The etymology of the word universe comes from the Latin words uni, meaning one, and versus, meaning turn and is attested from Late Middle English. It suggests that the universe is 'mortal', having a lifetime, from a beginning to an end - an epoch.

This contrasts with the Indian conception where the universe is eternal, and when one epoch (yuga) ends, another begins.

One may also want to contrast this with the notion of the Multiverse (which though recently fashionable goes back to Atomists who following a principle of plenitude, posited something of a like kind and one might also wish to contrast this principle with, in one sense its opposite, the principle of parsinomy - Occams Razor) which has many causally & spatially disconnected parts, each of which is called a universe.

However, a natural definition of the universe is everything that has been, is, and will ever be.

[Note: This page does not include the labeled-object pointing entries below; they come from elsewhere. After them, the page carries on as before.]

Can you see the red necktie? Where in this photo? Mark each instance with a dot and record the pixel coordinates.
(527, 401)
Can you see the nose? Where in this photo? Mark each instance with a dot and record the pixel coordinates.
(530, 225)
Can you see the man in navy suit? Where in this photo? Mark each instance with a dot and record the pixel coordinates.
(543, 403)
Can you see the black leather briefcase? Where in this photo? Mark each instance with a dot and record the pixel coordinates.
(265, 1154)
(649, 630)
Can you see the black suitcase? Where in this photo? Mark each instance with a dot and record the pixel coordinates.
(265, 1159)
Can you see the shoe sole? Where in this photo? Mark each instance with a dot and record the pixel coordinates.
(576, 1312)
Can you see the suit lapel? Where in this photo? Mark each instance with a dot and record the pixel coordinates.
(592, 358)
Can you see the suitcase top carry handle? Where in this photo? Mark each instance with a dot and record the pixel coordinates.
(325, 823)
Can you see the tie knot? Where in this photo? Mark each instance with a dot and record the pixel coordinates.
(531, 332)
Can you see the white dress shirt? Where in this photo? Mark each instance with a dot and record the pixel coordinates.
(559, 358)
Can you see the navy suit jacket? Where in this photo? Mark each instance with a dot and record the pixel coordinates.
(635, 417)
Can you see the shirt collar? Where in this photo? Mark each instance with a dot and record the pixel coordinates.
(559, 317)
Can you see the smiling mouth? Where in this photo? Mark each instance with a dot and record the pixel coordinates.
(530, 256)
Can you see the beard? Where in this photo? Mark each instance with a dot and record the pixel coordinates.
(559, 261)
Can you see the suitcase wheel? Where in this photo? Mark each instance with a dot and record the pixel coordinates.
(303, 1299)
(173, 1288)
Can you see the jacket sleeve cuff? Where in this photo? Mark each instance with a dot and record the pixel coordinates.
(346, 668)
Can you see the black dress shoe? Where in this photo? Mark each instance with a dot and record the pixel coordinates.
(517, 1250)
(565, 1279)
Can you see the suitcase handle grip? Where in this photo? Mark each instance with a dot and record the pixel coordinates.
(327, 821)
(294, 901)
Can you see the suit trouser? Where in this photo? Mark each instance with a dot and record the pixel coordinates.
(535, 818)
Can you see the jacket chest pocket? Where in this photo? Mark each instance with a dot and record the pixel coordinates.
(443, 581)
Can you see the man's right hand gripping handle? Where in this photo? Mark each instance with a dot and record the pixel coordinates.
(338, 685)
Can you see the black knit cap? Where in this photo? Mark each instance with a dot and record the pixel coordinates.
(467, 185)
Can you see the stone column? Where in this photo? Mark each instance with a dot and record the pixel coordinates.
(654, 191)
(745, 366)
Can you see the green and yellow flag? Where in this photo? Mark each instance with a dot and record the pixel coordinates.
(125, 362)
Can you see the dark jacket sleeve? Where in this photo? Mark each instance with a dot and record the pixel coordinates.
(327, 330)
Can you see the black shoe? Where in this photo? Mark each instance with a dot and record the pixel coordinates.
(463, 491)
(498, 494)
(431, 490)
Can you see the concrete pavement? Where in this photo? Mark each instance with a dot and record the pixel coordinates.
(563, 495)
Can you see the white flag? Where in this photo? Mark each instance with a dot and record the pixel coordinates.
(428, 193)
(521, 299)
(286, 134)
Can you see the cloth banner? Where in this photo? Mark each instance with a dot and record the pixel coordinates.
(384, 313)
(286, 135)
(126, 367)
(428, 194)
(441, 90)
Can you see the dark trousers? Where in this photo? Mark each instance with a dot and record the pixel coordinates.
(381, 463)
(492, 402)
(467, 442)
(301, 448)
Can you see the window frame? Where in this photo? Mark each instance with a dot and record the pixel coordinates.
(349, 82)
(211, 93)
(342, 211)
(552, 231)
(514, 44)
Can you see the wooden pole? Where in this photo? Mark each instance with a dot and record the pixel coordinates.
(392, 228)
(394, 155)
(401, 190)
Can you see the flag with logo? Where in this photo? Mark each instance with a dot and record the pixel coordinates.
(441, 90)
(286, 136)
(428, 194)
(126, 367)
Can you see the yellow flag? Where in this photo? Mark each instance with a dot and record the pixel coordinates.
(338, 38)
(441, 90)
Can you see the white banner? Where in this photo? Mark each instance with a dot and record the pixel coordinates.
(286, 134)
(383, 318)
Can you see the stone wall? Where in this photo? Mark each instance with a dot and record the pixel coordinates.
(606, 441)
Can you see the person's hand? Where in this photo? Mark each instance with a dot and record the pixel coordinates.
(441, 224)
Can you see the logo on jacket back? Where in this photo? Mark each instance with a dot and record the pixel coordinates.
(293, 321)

This, appears at first glance, to subsume that of the multiverse, as each part - each universe, is a thing, and has been, is or will be.

But one notices that each universe would have it own time coordinate, and one could be justified in claiming that this definition of a universe names only that part of the multiverse we have already christened as a universe.

What is the best definition of a universe and multiverse?

  • That's an old joke. Metaphysics final: Define the universe and give two examples. Somebody used that line as the title of a book. amazon.com/Define-Universe-Give-Two-Examples/dp/0966085884
    – user4894
    Commented May 22, 2014 at 1:33
  • @user4894:so long as I'm not being accused of plaigarism :). Commented May 22, 2014 at 2:28
  • The "set of all sets" of material objects?
    – Drux
    Commented May 22, 2014 at 5:04
  • "Best definition" for what purpose? Commented May 22, 2014 at 14:09

1 Answer 1


There are at least two ways to approach this question. The first is the way you mention at the beginning of your post. If the word "universe" means "everything" then the word "multiverse" doesn't make sense. I can see that taking it from this linguistics perspective is be confusing.

From an astrophysics perspective, the term used is "observable universe." This is the area of existence that we can see and was caused by our Big Bang. The current theoretical understanding is that nothing before the Big Bang is observable (because time and all observation collapses into a singularity at that point), so there will never be any evidence for any theory about what happened before the Big Bang or adjacent to the Big Bang. So, many scientist choose to keep out of the speculation and to them the "observable universe" is the "universe."

Other theoretical scientists try to make theories about what is outside our universe. They reason that the Big Bang did not happen by itself and they want an alternative hypothesis to "God created it." The multiverse theory gives them that because it states that there are an infinite number of "observable universes" each created separately from the others. Inside each universe, you can only see the things inside that universe and have no way to observe other "universes. Thus, to an observer in a universe, that universe is "everything." The explanation is complicated, but at a basic level each universe is said to have sprung out of nothing by spontaneously creating equal amounts of matter and anti-matter, energy and anti-energy.

So, it depends on how you define your terms. If you are looking at this in a purely linguistic sense, then "universe" means "everything" and "multiverse" makes no sense. If you are looking at this from an astronomy perspective, then "universe" means "observable universe" and "multiverse" means "all of the individually observable universes." "Multiverse" is astrophysics jargon after all, so it is best to understand it in that context.

For more information, I highly suggest reading Stephen Hawking's (world renowned theoretical physicist) "A Brief History of Time" (and his other books) which explain these concepts in detail. Most of the information in this post can be cited from his books.